The a5hash family of hash functions available in the a5hash.h file
offers you high-performance hash functions, designed for hash-table, hash-map,
and bloom-filter use cases. The functions' code is portable, cross-platform,
scalar, zero-allocation, header-only, inlinable C (compatible with C++).
Released in open-source form under the MIT license.
The provided 64-bit and 128-bit hash functions of the a5hash family are
compatible with 32-bit platforms, but their use there is not recommended due
to reduced performance of a 64-bit multiplication. On 32-bit platforms it is
recommended to use the available a5hash32() function which provides native
32-bit compatibility, if a 32-bit hash values are sufficient.
The a5hash() 64-bit function achieves very high hashing throughput for small
strings/messages (about 11 cycles/hash for 0-64-byte strings, hashed
repeatedly on Zen 5). The bulk throughput is intentionally moderately fast
(15 GB/s on Ryzen 9950X). Most recent competing "fast" hash functions aim to
perform well both for common keyed string hash-maps and large data hashing.
In most cases, this is done for the sake of better benchmark results, even
though such hash functions rarely provide the streamed hashing required for
large data or file hashing...
a5hash() was designed to be ultimately fast only for common string and
small-key hash-maps, and hash-tables, by utilizing the "forced inlining"
feature present in most modern C and C++ compilers: this is easily achievable,
since in its compiled binary form, a5hash() is very small - about 310 bytes
on x86-64 and arm64. Moreover, if the default seed (0) is used, or if data of
a compile-time constant size is hashed, these conditions further reduce
the code size and increase the hashing throughput.
Note that a5hash functions are not cryptographically secure.
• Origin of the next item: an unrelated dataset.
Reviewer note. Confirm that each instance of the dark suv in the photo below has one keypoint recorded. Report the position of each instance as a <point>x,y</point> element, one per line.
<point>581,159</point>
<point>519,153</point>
To minimize
the risk of a successful collision attack (hash flooding) in open systems and
in server-side internal structures, they should only be used with a secret
seed, and their output should not be exposed. This is especially important if
a malicious party is likely to try to influence the hash outputs. However, if
"blinding multiplication" occurs at a random iteration, these functions
immediately recover from the zeroed-out state (see below).
a5hash hash functions produce different hashes on big- and little-endian
systems. This was a deliberate design choice to narrow down the scope of use
cases to run-time hashing and embedded storage, as endianness correction
usually imposes a significant performance penalty. If you need a reliable and
fast hash function for files, with portable hashes, komihash
is a great choice.
Overall, a5hash achieves three goals: attains an ultimate speed for run-time
hashing, has very small code size, and uses a novel mathematical construct.
Compared to most, if not all, existing hash functions, a5hash hash functions
do not use explicit accumulators or folding of state variables: the full
128-bit result of multiplication is used directly as input on the next
iteration. This construction appears to be near the minimal complexity
required for high-quality hashing (in the SMHasher testing sense). Such
a conclusion stems from the fact that the a5hash() function is structurally
simple, and further reduction of the number of operations seems impossible,
while other existing similarly simple constructs like xorshift do not
provide high-quality hashing.
a5hash hash functions pass all SMHasher
and SMHasher3
tests. The functions were also tested using the
xxHash collision tester
at various settings, with collision statistics meeting theoretical
expectations.
These functions and the source code (which conforms to ISO C99) were quality-tested on: Clang, GCC, MSVC, and Intel C++ compilers; x86, x86-64 (Intel, AMD), and AArch64 (Apple Silicon) architectures; Windows 11, AlmaLinux 9.3, and macOS 15.3.2. Full C++ compliance is enabled conditionally and automatically when the source code is compiled with a C++ compiler.
#include <stdio.h>
#include "a5hash.h"
int main(void)
{
const char s1[] = "This is a test of a5hash.";
const char s2[] = "7 chars";
printf( "0x%016llx\n", a5hash( s1, strlen( s1 ), 0 )); // 0xa04d5b1d10d1f246
printf( "0x%016llx\n", a5hash( s2, strlen( s2 ), 0 )); // 0xe49a0cc72256bbac
}As a bonus, the a5hash.h file provides the a5hash_umul128()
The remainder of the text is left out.